Adyen’s approach is distinctive: it built a single, unified platform that handles the entire payment flow — gateway, risk management, processing, and acquiring — without relying on third-party components. This gives merchants a cleaner integration, better data, and lower costs compared to stitching together multiple vendors.
The company went public on Euronext Amsterdam in 2018 with an IPO price of 240 euros per share. Its market cap has fluctuated but generally sits around $40-50 billion. Adyen is one of the most valuable tech companies in Europe.
Adyen’s client list reads like a Fortune 500 directory: Microsoft, Uber, Meta, Spotify, eBay, McDonald’s, and hundreds of other global brands use the platform.
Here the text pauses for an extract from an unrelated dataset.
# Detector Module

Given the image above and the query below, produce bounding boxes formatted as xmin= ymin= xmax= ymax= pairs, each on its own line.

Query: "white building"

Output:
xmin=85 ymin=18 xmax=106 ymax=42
The company processes hundreds of billions of euros in annual payment volume across online, in-store, and mobile channels.
Revenue growth has been impressive. Adyen reported net revenue of over 1.6 billion euros in 2023, with healthy profit margins that many fintech competitors can only dream of. The company is known for disciplined hiring — it has around 4,200 employees, a fraction of competitors processing similar volumes.
Headquartered in Amsterdam, Adyen operates 27 offices across the world. Its culture emphasizes engineering excellence and long-term thinking over aggressive sales tactics.